Cross-country skiing

Canadians McKeever, Hudak show out with podium finishes in Para-Nordic World Cup

In their first World Cup in more than a year, the Canadian Para-Nordic team did nothing but impress, picking up two medals Friday, by way of Brian McKeever's gold medal in the 12.5 km visually impaired race and Brittany Hudak winning bronze in the 10 km women's race.

McKeever takes gold, Hudak wins bronze in 1st World Cup in over a year

Canadian Para-Nordic skiier Brian McKeever captured gold in the 12.5 km visually impaired race Friday at a World Cup event in Finland. (Naomi Baker/Getty Images/File)

In their first World Cup in more than a year, the Canadian Para-Nordic team did nothing but impress, picking up two medals Friday in Vuokatti, Finland.

41-year-old star Brian McKeever and his guide Russell Kennedy (both from Canmore, Alta.) struck gold in the men's 12.5-kilometre visually impaired race, while Brittany Hudak (Prince Albert, Sask.) picked up a bronze medal in one of her better performances in the middle-distance classic cross-country ski races in Vuokatti, Finland. 

Kennedy, who had competed in the 2018 Olympics before being a guide for McKeever, and fresh off a breakthrough season in the World Cup circuit and world championships, set a blazing pace for McKeever for whom the race served as a test of his shape.

"That was hard on an old man, especially when the guy in front of me is coming off a top-30 at the World Championships," McKeever said. "It was a good start today. The course is pretty flat and does not have a whole lot of recovery on it, so we were working the whole way and I'm quite tired but it was a really good effort today.

"It was really cool to see Russ' shape. He did amazingly well today looking over his shoulder, being super attentive that he was not getting too far ahead of me, and talking through the race." 

McKeever had spent the last month in Europe helping test skis for Kennedy and Canada's Olympic pathway athletes at the recent world junior/U23 championships and senior world championships while the Para-Nordic season was on hiatus until this month due to the pandemic. He is currently looking to make it to his sixth Paralympics come 2022.

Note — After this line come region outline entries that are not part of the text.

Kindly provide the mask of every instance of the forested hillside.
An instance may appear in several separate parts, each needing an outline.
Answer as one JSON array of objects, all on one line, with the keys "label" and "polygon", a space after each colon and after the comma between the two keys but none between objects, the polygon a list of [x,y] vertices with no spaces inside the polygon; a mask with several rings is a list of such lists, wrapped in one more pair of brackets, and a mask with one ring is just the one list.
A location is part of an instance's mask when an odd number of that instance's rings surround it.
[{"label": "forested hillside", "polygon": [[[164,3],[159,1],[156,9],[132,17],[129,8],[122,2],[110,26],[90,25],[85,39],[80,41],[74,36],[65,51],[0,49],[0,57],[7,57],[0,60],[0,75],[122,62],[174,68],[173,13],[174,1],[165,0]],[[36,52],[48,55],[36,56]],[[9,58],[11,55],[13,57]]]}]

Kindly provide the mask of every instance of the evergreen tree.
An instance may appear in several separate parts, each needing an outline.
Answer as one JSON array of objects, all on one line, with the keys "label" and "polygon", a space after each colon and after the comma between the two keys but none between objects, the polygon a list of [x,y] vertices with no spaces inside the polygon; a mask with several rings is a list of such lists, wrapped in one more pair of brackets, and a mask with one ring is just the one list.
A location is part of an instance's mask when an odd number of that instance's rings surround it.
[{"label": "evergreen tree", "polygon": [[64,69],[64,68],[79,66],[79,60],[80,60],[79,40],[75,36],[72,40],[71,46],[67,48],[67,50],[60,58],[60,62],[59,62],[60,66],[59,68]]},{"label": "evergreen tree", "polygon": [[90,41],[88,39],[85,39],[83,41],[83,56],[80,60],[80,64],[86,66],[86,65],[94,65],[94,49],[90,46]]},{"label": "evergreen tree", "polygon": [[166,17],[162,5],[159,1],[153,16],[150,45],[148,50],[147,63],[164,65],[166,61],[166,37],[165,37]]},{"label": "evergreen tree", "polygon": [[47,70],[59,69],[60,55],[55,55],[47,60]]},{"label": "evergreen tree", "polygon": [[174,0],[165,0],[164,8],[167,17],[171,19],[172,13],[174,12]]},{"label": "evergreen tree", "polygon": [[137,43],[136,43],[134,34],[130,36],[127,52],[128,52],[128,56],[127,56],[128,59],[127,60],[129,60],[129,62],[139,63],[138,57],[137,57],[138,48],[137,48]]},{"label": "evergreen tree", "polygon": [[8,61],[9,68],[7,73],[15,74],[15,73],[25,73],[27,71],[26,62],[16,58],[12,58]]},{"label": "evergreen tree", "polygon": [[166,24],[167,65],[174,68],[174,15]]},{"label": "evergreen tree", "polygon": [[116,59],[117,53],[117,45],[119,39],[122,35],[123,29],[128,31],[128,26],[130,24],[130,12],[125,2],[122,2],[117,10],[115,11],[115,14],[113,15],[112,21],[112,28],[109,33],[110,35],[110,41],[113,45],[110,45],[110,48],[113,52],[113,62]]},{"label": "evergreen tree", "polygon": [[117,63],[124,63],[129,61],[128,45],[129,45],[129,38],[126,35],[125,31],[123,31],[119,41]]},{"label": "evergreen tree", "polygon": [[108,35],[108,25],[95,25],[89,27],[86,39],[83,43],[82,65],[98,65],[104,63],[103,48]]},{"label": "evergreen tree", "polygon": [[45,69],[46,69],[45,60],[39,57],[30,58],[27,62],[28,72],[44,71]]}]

"It was really good for me to be at world juniors and world champs just to be around racing. It was quite chill until the day before the race and then everything changed for the staff, athletes and everyone on the team. You know when it is go time. Everything jumps to a new level so that was good for me to experience and go through it today."

Sweden's Zebastian Modin, finished tied for second with Russia's Stanislav Chokhlaev.

'Beyond grateful and excited to get to put a race bib on' says Hudak

As for Hudak, it was her first career podium finish since the middle-distance races were changed to 10 km for women. 

It also happened to be the first Para-Nordic World Cup podium finish in cross-country skiing for her in five years, and her fourth ever middle-distance podium. The other three, including a third-place finish at the 2015 Para-Nordic World Cup at the same venue in Vuokatti, came in the 7.5-km distance.

"With this being my first international race of the season, I was beyond excited and grateful to get to put a race bib on again," Hudak said. "Going a full year without international races really solidified how much I love racing and travelling with the team.

"I'm super happy to be starting off the World Cup with a podium finish. I've felt satisfied with a good year of training, so I was eager to see where my fitness was at amongst my competitors."

Norway's Vilde Nilsen took gold, while Russia's Ekaterina Rumyantseva earned silver.

The Canadian team will be looking for more medals on Saturday when the Para-Nordic World Cup continues with the sprint races.